"Menurut kamu.. gimana?"
Donghyuck menatap Jaemin lekat-lekat. Saat ini cuma Jaemin satu-satunya orang yang bisa dia ajak bicara tentang masalahnya dengan Jeno. Donghyuck baru saja selesai menceritakan apa yang terjadi beberapa hari lalu pada Jaemin dan alasan kenapa terjadi perang dingin antara dia dengan Jeno. Untungnya Donghyuck berhasil mencegah air matanya keluar ketika bercerita. Dan sekarang, Donghyuck membutuhkan saran karena dia benar-benar tidak tahu apa yang harus dia lakukan tanpa merusak hubungannya dengan Jeno.
Jaemin terdiam mendengar pertanyaan Donghyuck. Dia kelihatan tengah berpikir sebelum akhirnya mulai berbicara, "Menurutku kamu harus bicara sama Jeno," jawabnya, "Kalau apa yang Jeno bilang ke kamu itu benar, kalau Jeno benar-benar masih mau mempertahankan hubungan kalian seperti yang kamu ceritakan padaku," Jaemin tersenyum, "dia pasti mengerti."
Kini giliran Donghyuck yang diam, memikirkan baik-baik saran Jaemin.
"Kamu sama Jeno masih… pacaran kan?" Suara Jaemin terdengar sangat berhati-hati ketika menanyakannya, mungkin dia takut salah bicara dan malah memperburuk perasaan Donghyuck.
"Mungkin…" lirih Donghyuck. Jujur saja, dia ragu untuk menjawab pertanyaan Jaemin itu. "Aku nggak tau, Jaem.." lanjutnya.
Detik berikutnya lengan Jaemin sudah melingkari tubuh Donghyuck, dan secara otomatis Donghyuck pun segera menenggelamkan wajahnya di ceruk leher Jaemin. Dia bisa merasakan dagu Jaemin berada di puncak kepalanya. Setelahnya Donghyuck mendengar Jaemin berbisik di telinganya, "Mau aku temani?" tanya Jaemin, "Aku bisa menemani kamu bicara sama Jeno kalau kamu mau."
Mendengar kalimat Jaemin, Donghyuck buru-buru menggelengkan kepala. Dia melepaskan pelukannya dan menatap Jaemin. "Makasih, tapi aku bisa sendiri kok." jawabnya sambil tersenyum tipis, membuat Jaemin ikut tersenyum.
—
Donghyuck tidak pernah merasa segugup ini berdiri di depan kamar Jeno. Biasanya dia bahkan tak perlu berpikir dua kali untuk membuka pintu dan menerobos masuk ke dalam kamar itu, tidak pernah mempedulikan omelan Jeno yang selalu saja terkejut dengan kehadirannya yang tiba-tiba. Tapi saat ini tangan Donghyuck bahkan tidak bisa mengetuk pintu itu. Dia terlalu gugup. Jantungnya berdetak terlalu cepat. Dia terlalu takut akan semua kemungkinan yang akan dia terima ketika berbicara dengan Jeno nanti.
Donghyuck menarik napas dan menghembuskannya secara perlahan beberapa kali, berusaha untuk menenangkan dirinya.
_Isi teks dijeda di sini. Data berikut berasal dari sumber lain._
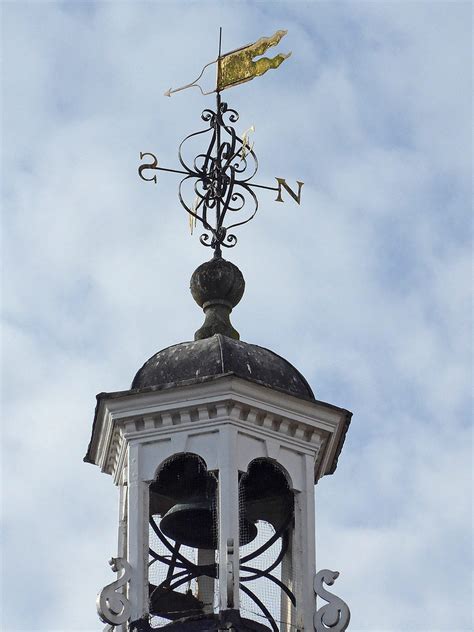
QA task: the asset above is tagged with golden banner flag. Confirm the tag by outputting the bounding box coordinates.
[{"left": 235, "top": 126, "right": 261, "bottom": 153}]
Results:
[{"left": 217, "top": 31, "right": 291, "bottom": 91}]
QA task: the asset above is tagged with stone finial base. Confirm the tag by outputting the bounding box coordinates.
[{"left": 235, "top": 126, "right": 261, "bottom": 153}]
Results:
[{"left": 190, "top": 258, "right": 245, "bottom": 340}]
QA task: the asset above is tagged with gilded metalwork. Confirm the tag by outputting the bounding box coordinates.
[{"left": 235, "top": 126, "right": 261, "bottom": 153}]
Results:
[
  {"left": 217, "top": 30, "right": 291, "bottom": 91},
  {"left": 138, "top": 30, "right": 303, "bottom": 257}
]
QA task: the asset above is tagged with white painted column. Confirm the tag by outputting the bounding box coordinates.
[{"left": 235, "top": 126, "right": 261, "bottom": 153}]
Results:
[
  {"left": 297, "top": 455, "right": 316, "bottom": 632},
  {"left": 280, "top": 532, "right": 295, "bottom": 632},
  {"left": 218, "top": 425, "right": 239, "bottom": 610},
  {"left": 127, "top": 443, "right": 149, "bottom": 621},
  {"left": 197, "top": 549, "right": 216, "bottom": 614}
]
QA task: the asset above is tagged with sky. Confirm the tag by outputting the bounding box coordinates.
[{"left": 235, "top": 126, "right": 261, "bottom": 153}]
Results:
[{"left": 1, "top": 0, "right": 473, "bottom": 632}]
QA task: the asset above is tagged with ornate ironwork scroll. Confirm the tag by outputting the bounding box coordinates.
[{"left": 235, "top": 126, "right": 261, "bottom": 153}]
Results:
[
  {"left": 240, "top": 510, "right": 296, "bottom": 632},
  {"left": 148, "top": 517, "right": 217, "bottom": 619},
  {"left": 178, "top": 96, "right": 258, "bottom": 256},
  {"left": 314, "top": 568, "right": 351, "bottom": 632},
  {"left": 97, "top": 557, "right": 132, "bottom": 632}
]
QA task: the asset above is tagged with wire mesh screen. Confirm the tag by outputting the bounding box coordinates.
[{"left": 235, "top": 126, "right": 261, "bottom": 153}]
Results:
[
  {"left": 239, "top": 459, "right": 296, "bottom": 632},
  {"left": 148, "top": 454, "right": 218, "bottom": 628}
]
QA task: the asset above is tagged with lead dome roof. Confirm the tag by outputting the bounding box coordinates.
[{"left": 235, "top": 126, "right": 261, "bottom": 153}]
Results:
[{"left": 132, "top": 333, "right": 314, "bottom": 400}]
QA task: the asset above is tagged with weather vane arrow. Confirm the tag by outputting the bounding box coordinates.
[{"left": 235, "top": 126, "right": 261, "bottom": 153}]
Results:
[{"left": 138, "top": 29, "right": 303, "bottom": 257}]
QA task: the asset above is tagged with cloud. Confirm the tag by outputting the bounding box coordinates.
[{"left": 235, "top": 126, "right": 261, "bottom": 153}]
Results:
[{"left": 2, "top": 2, "right": 472, "bottom": 632}]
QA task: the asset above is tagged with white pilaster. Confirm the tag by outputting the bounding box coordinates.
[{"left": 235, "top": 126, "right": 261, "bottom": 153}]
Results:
[
  {"left": 127, "top": 443, "right": 149, "bottom": 621},
  {"left": 218, "top": 425, "right": 239, "bottom": 610}
]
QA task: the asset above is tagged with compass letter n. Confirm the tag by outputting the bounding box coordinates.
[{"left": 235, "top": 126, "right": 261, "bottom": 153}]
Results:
[{"left": 275, "top": 178, "right": 304, "bottom": 204}]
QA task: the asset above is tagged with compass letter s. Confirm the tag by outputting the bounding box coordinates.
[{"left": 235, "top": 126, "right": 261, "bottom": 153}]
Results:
[
  {"left": 275, "top": 178, "right": 304, "bottom": 204},
  {"left": 138, "top": 151, "right": 158, "bottom": 184}
]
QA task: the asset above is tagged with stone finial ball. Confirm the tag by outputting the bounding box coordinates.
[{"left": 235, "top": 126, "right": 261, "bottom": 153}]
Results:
[{"left": 190, "top": 258, "right": 245, "bottom": 307}]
Tangan kanannya terkepal sebelum kemudian terangkat untuk mengetuk pintu kamar dihadapannya.
Tok tok tok
Donghyuck menahan napas.
"Masuk." Suara Jeno yang terdengar sedikit teredam dari dalam kamar membuat Donghyuck spontan menghembuskan napas yang tadi sempat ditahannya.
Perlahan, tangan Donghyuck memutar gagang pintu kamar Jeno dan membuka pintu tersebut. Matanya segera mendapati Jeno tengah berbaring di atas tempat tidur sambil bermain ponsel.
"Donghyuck?" Jeno terlihat kaget, dia segera bangun dari posisi berbaringnya dan beranjak dari tempat tidur untuk menghampiri Donghyuck. "Ada apa?" tanya Jeno ketika dia sudah berdiri di hadapan Donghyuck.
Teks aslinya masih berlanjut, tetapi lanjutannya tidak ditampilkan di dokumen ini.